Every time I see that profile I wonder why Batiuk doesn’t sell Dinkle-face bottle openers at the OMEA. That profile, in stainless steel — that maw could grab any bottle top and flick it right off. Plus I bet the folks at the OMEA are big drinkers. I sure would be.
Does Dinkle saying he’s on Becky’s staff explain how he’s able to enter this convention? Dinkle’s grift and con skills certainly haven’t retired.
You won’t believe what nonsense is on the Funkyblog today:
Because of the isolated nature of the work, Lisa’s Story became a piece removed from time, adrift from any temporal shore.
Batiuk, you jackass, you’ve been lecturing us this entire book about how important it is that time progresses naturally in your comic strip!
I made a big deal in my previous introduction about how the decision to allow my characters to age had introduced time into the strip’s equation.

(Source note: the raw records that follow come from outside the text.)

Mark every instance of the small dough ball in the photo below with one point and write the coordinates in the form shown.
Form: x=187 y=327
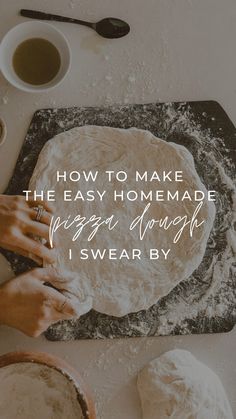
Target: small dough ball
x=177 y=386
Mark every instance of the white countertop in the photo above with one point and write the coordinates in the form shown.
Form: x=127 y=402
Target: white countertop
x=177 y=50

It was necessary, however, in order for the work to unfold in a more naturalistic time frame as befitted what I was now trying to achieve.

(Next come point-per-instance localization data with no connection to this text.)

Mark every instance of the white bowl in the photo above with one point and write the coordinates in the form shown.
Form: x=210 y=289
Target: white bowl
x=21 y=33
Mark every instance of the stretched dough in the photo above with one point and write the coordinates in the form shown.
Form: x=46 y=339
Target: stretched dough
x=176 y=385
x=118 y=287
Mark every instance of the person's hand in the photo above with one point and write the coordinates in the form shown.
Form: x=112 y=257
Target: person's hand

You can use time to more fully resonate with your readers on a real and believable level while you begin to discard the gimmicks that threaten that bond.
These are all excepts from Volume 10. And that’s not even all of them. But Lisa’s Story was just so super-special that it didn’t have to follow the rules Batiuk himself just established! But he doesn’t draw attention to that either; he doesn’t say “I was violating my own principles on this one.” At least not in any way I can understand. What Batiuk wrote in the past is no relevance to what Batiuk writes now, even when Batiuk is lecturing you about how time has to be treated consistently. He’s accidentally written a mind screw.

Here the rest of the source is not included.